Giving just one instance, political observers say Pakistani society was restructured during Gen. Zia's decade-long military rule, primarily to serve the interests of the armed forces. The area of defence operations was extended to almost every sphere of life, leading to an expansion of the khaki constituency. At the same time, the armed forces were given a quota of civilian jobs for those who decided to change their field midstream. This enabled the army to keep a finger on every pulse of the civilian government, thereby infecting itself with corruption, nepotism and indiscipline.
Pakistan happens to be the only country in the world whose defence forces earn more than half of their keep. The commercial enterprises run by charitable organisations of the army, navy and air force put together contribute more than two per cent to the country's Gross National Product (GNP). Not only do the defence forces make money but they are also involved in massive social welfare activities. They run hospitals, schools, colleges, grant scholarships, manage vocational institutions and many other training centres. But all exclusively for the khaki fraternity.

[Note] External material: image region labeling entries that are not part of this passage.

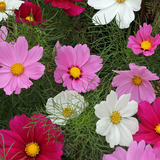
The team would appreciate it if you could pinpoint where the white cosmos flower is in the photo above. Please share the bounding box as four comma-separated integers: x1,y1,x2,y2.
46,90,88,125
0,0,24,21
94,91,139,148
88,0,142,29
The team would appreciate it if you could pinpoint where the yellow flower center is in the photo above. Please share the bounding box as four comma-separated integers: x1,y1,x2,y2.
116,0,124,3
154,124,160,134
141,41,152,50
10,63,24,76
25,16,33,22
25,142,40,157
69,67,82,79
0,1,6,12
63,107,73,117
110,112,122,124
132,76,142,86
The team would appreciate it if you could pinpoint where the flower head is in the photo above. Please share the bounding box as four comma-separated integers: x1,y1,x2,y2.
0,0,24,21
94,91,138,148
46,90,88,125
112,63,159,103
134,97,160,148
44,0,85,16
127,23,160,56
103,141,158,160
0,114,64,160
0,37,45,95
88,0,141,29
14,1,47,26
54,44,103,92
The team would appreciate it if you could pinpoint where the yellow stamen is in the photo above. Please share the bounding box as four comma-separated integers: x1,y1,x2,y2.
110,112,122,124
0,1,6,12
132,76,142,86
25,16,33,22
10,63,24,76
141,41,152,50
63,107,73,117
69,67,82,79
154,124,160,134
25,142,40,157
116,0,124,3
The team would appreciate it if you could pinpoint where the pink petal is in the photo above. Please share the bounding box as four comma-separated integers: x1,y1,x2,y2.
23,45,43,67
74,44,90,68
137,101,160,132
139,80,156,103
23,62,45,80
18,74,33,89
14,36,28,63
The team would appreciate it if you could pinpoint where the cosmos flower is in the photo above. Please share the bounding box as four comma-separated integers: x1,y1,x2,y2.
0,0,24,21
88,0,142,29
14,1,47,26
102,141,159,160
0,114,64,160
94,91,139,148
134,97,160,148
127,23,160,56
0,36,45,95
44,0,85,16
112,63,159,103
54,44,103,92
46,90,88,125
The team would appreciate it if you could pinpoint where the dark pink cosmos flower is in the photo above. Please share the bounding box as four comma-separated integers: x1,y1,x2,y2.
14,2,47,26
133,97,160,148
0,114,64,160
44,0,85,16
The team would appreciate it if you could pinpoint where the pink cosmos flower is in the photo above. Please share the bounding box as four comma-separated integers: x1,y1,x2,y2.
133,97,160,148
54,44,103,92
0,26,8,42
0,36,45,95
14,2,47,26
44,0,85,16
0,114,64,160
127,23,160,56
103,141,159,160
112,63,159,103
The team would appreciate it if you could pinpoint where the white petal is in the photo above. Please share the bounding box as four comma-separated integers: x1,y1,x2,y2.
120,100,138,117
94,101,112,118
106,90,118,109
88,0,117,9
115,93,131,112
96,117,112,136
93,3,120,25
121,117,139,135
116,3,135,29
124,0,142,11
106,124,120,148
117,123,133,147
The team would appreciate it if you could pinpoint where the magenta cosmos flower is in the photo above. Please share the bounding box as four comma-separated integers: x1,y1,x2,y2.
133,97,160,148
44,0,85,16
54,44,103,92
103,141,159,160
0,114,64,160
112,63,159,103
0,37,45,95
14,1,47,26
127,23,160,56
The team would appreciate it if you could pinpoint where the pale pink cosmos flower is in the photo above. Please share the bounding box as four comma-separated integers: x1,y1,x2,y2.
0,36,45,95
0,26,8,42
127,23,160,56
54,44,103,92
112,63,159,103
102,141,159,160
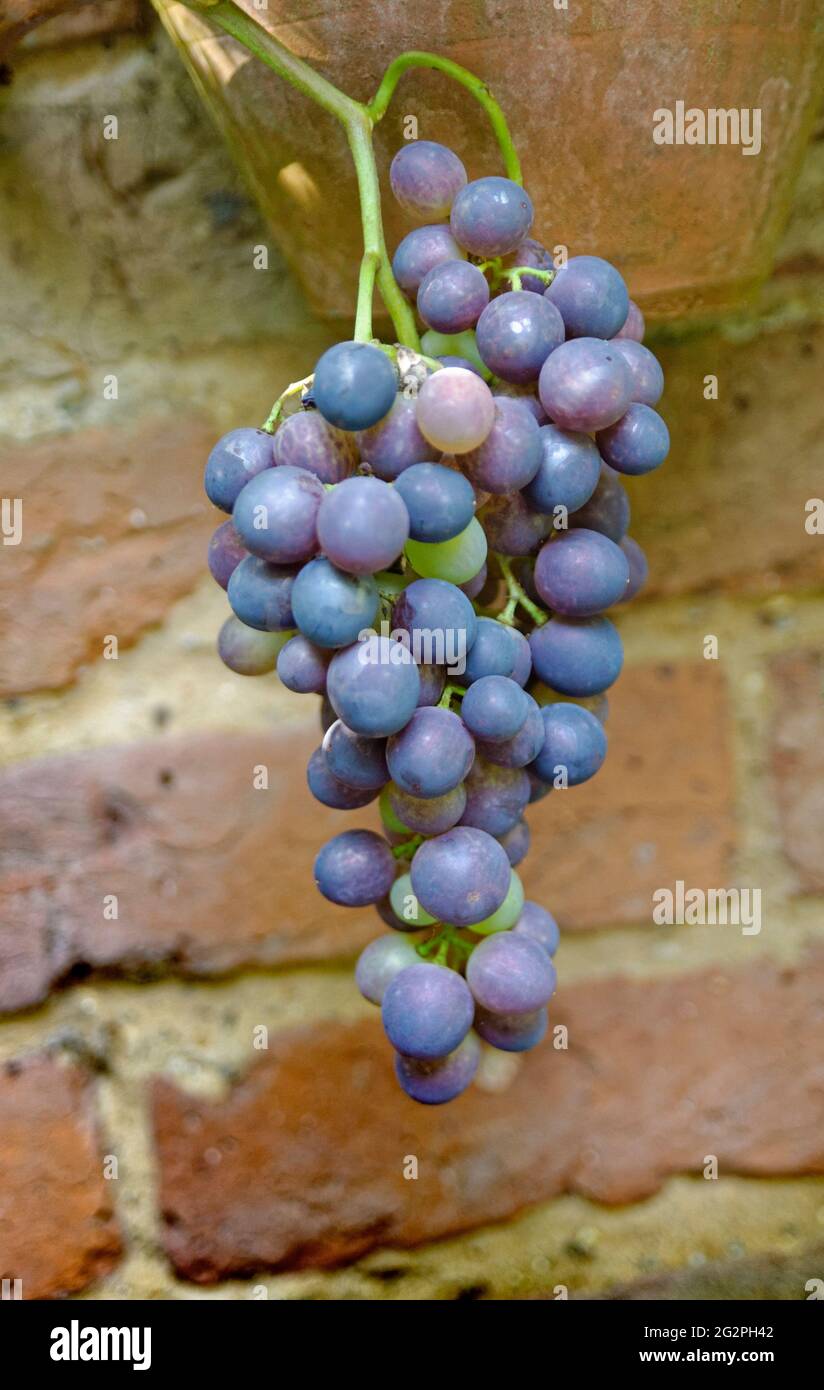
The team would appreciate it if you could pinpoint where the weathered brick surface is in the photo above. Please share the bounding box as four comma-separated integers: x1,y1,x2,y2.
0,418,220,695
518,662,735,927
154,952,824,1282
773,652,824,892
628,328,824,595
0,1056,121,1298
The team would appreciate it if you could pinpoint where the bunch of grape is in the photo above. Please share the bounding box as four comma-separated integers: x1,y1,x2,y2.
206,140,668,1104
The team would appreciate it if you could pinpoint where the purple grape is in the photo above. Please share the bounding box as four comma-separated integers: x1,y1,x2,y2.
232,464,322,564
496,820,529,869
545,256,629,338
389,783,467,835
395,463,475,541
475,1008,549,1052
321,719,389,791
503,236,554,295
290,556,379,646
613,338,664,406
306,748,378,810
513,901,561,955
204,427,274,512
327,637,421,738
538,338,632,432
529,617,624,695
386,711,475,800
410,826,511,927
315,464,408,574
467,931,556,1015
614,299,645,343
226,555,299,632
524,425,600,516
389,140,467,220
534,703,607,787
217,617,282,676
461,758,529,834
535,530,629,617
464,396,541,495
417,367,495,453
313,342,397,430
464,617,520,685
395,1033,481,1105
598,404,670,477
392,580,478,667
418,662,446,708
272,410,357,482
570,463,629,545
314,830,395,908
382,961,475,1061
461,676,529,745
208,517,249,589
449,175,534,257
477,692,545,767
354,933,421,1004
620,535,649,603
417,260,489,334
357,395,439,482
392,222,464,299
278,632,329,695
475,289,564,385
478,492,552,555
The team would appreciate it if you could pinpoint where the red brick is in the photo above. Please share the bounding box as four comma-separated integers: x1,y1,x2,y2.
0,720,377,1009
518,662,734,927
0,1056,121,1298
154,952,824,1283
773,652,824,892
0,420,220,695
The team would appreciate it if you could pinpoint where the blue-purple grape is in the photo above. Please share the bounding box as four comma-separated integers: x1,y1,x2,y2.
392,222,464,299
316,464,408,574
534,703,607,787
232,464,322,564
386,711,475,800
395,1033,481,1105
598,404,670,477
313,342,397,430
475,289,564,385
395,463,475,542
226,555,299,632
272,410,357,482
449,174,534,257
467,931,556,1015
545,256,629,338
535,528,629,617
208,517,249,589
529,617,624,695
321,719,389,791
314,830,395,908
327,637,421,738
417,260,489,334
410,826,511,927
463,396,547,495
538,338,632,432
381,961,475,1061
389,140,467,220
204,427,275,512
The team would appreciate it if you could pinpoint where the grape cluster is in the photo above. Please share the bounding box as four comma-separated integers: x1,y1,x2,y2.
206,132,668,1104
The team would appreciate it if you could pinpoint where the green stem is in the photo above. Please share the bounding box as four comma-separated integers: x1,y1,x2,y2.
367,50,524,183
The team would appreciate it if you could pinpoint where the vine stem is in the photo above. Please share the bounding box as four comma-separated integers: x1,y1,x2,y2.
367,49,524,183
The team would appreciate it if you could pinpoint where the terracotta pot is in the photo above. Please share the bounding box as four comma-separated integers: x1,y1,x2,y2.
157,0,823,318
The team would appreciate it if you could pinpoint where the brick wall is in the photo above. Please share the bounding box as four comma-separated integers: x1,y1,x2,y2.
0,7,824,1298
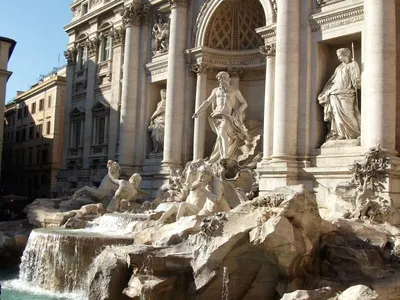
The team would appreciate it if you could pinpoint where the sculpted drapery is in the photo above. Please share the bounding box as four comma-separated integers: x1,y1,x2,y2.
318,48,361,140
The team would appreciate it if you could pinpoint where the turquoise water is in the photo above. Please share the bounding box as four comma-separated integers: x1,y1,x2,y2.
0,269,87,300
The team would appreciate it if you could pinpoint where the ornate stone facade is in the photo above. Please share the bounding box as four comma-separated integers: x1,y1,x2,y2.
61,0,400,209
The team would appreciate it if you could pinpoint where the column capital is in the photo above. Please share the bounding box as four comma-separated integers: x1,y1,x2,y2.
190,64,213,75
227,67,244,78
86,37,100,57
260,44,276,57
64,47,78,65
121,3,148,27
169,0,188,9
110,27,125,47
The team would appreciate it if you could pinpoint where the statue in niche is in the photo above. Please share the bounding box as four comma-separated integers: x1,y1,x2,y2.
148,89,167,153
71,160,121,207
157,163,230,226
152,14,169,54
318,48,361,141
193,71,261,164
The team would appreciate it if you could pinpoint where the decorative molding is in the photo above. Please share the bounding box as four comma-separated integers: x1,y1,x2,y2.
256,24,276,45
186,47,265,69
64,47,78,65
169,0,188,9
309,5,364,32
86,37,100,57
121,3,148,27
110,27,125,47
260,44,276,57
318,0,345,7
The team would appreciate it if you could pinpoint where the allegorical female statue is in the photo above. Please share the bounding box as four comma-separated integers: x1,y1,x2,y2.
149,89,167,153
318,48,361,140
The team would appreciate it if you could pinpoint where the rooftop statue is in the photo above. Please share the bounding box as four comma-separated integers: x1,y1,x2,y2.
318,48,361,140
193,71,260,164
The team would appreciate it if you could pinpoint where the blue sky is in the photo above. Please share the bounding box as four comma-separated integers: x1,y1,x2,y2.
0,0,72,102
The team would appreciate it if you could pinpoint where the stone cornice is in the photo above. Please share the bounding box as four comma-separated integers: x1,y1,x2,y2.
190,64,213,74
86,37,100,57
169,0,188,9
317,0,345,7
186,46,265,69
110,27,125,47
64,47,78,65
309,5,364,32
64,0,123,32
121,3,148,27
260,44,276,57
256,24,276,45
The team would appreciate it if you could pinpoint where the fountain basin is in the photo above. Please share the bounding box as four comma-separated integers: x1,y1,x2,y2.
19,228,133,292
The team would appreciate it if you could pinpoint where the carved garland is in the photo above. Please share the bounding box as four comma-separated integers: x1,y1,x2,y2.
169,0,188,9
309,6,364,32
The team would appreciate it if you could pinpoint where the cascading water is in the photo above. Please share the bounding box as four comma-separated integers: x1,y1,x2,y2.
19,228,133,292
85,213,153,235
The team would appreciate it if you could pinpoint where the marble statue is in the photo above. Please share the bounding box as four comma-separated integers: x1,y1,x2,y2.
71,160,121,206
107,173,142,211
157,163,230,226
148,89,167,153
193,71,259,163
152,14,169,54
318,48,361,140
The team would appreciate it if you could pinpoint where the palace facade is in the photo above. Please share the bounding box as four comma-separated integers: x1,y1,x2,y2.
58,0,400,206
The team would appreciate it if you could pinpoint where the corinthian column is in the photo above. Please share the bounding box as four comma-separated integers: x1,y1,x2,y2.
361,0,396,152
192,65,209,160
118,3,143,174
260,44,275,161
272,0,300,161
163,0,187,168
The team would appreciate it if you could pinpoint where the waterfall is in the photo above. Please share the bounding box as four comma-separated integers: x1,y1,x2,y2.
85,213,156,235
19,228,133,292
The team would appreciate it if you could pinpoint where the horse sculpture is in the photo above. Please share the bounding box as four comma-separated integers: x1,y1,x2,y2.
71,160,121,207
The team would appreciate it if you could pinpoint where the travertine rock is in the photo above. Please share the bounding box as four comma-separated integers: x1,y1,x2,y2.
338,284,378,300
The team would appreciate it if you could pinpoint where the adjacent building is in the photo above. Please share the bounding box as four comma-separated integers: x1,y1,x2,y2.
58,0,400,206
0,36,16,179
2,68,66,199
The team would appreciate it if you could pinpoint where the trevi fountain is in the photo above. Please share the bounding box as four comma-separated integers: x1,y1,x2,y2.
2,0,400,300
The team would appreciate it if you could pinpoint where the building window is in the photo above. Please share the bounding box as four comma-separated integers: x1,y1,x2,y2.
36,149,40,165
93,116,106,145
28,149,33,165
21,149,26,165
101,36,111,61
36,124,43,138
29,126,35,140
42,149,49,164
78,47,87,70
21,128,28,141
46,121,51,134
81,2,89,16
24,105,29,118
71,121,82,148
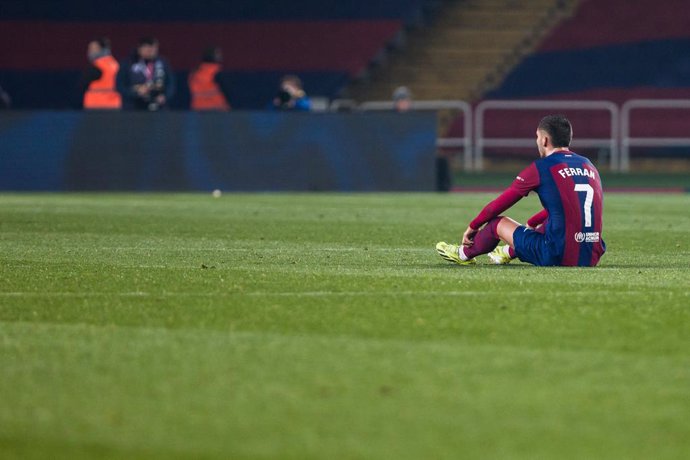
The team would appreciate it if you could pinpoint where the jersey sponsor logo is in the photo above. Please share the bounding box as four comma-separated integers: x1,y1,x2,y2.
558,168,595,179
575,232,599,243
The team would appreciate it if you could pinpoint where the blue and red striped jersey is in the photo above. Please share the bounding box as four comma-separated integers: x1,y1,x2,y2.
511,151,606,266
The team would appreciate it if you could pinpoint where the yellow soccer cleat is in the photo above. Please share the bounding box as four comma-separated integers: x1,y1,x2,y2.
436,241,477,265
487,245,513,265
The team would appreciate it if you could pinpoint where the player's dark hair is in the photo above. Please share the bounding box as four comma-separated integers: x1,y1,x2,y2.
538,115,573,147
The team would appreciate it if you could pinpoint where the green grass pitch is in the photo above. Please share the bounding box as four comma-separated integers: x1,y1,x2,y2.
0,194,690,460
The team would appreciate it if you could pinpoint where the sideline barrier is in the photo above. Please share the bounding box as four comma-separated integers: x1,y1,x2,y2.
621,99,690,172
474,100,620,171
0,112,436,191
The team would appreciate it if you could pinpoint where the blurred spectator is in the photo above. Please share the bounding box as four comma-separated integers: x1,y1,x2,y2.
188,46,230,111
82,37,122,110
118,37,175,111
393,86,412,112
273,75,311,111
0,86,12,109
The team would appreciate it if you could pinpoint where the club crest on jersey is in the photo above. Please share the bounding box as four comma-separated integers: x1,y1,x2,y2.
575,232,599,243
558,168,595,179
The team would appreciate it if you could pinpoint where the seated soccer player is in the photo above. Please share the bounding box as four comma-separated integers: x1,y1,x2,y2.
436,115,606,267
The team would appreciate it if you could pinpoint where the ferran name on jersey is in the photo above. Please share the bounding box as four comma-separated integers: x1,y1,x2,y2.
575,232,600,243
558,168,595,179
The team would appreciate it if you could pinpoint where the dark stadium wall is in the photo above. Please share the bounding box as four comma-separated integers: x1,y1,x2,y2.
486,0,690,103
0,0,429,109
0,111,436,191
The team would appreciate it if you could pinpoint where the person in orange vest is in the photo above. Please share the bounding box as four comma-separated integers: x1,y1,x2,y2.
84,37,122,110
188,46,230,111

Political analysts here are convinced that involving the army in civilian affairs can have dangerous consequences for a fledgling democracy. "The latest decision of Sharif to establish military courts casts a reflection on the capability of his government, thus strengthening the prejudices against democracy," says Sajjad Naseer, chairman of Lahore University's political science department. "Throughout the various martial laws the country has passed through, propagandists hired by dictators have tried to convince the innocent masses that all politicians are corrupt and only the armed forces could successfully manage Pakistan. And quite unfortunately, a good number of the people continue to subscribe to this thesis despite the fact that successive martial law regimes have proved the futility of this argument," he adds.
As a matter of fact, the martial law imposed in Punjab in 1953 had led sections of the army leadership to believe that if they were to earn a bad name while helping an inept civil government, they might as well be the rulers and enjoy the perks of power. Being general officer commanding of Dacca, Gen.Ayub Khan had been asked by an incompetent Nazimuddin, then chief minister of East Bengal, to help conduct negotiations with striking students and policemen. When President Ayub Khan called upon Yahya Khan to help him quell the popular movement, the latter deprived him of power by declaring himself president. Similarly, late prime minister Zulfiqar Ali Bhutto's invitation to the army to suppress the Balochistan insurrection made the army overtly confident—resulting again in martial law and his own ouster.
Political leaders derive their authority to head civil administrations from their capacity to govern without any backing from armed forces. The moment they confess to a lack of this capacity, they sign their own certificate of illegitimacy. In Pakistan, where the army has repeatedly justified extra-constitutional adventures when the civilian authority has shown even a slight hint of failure, nothing more needs to be said.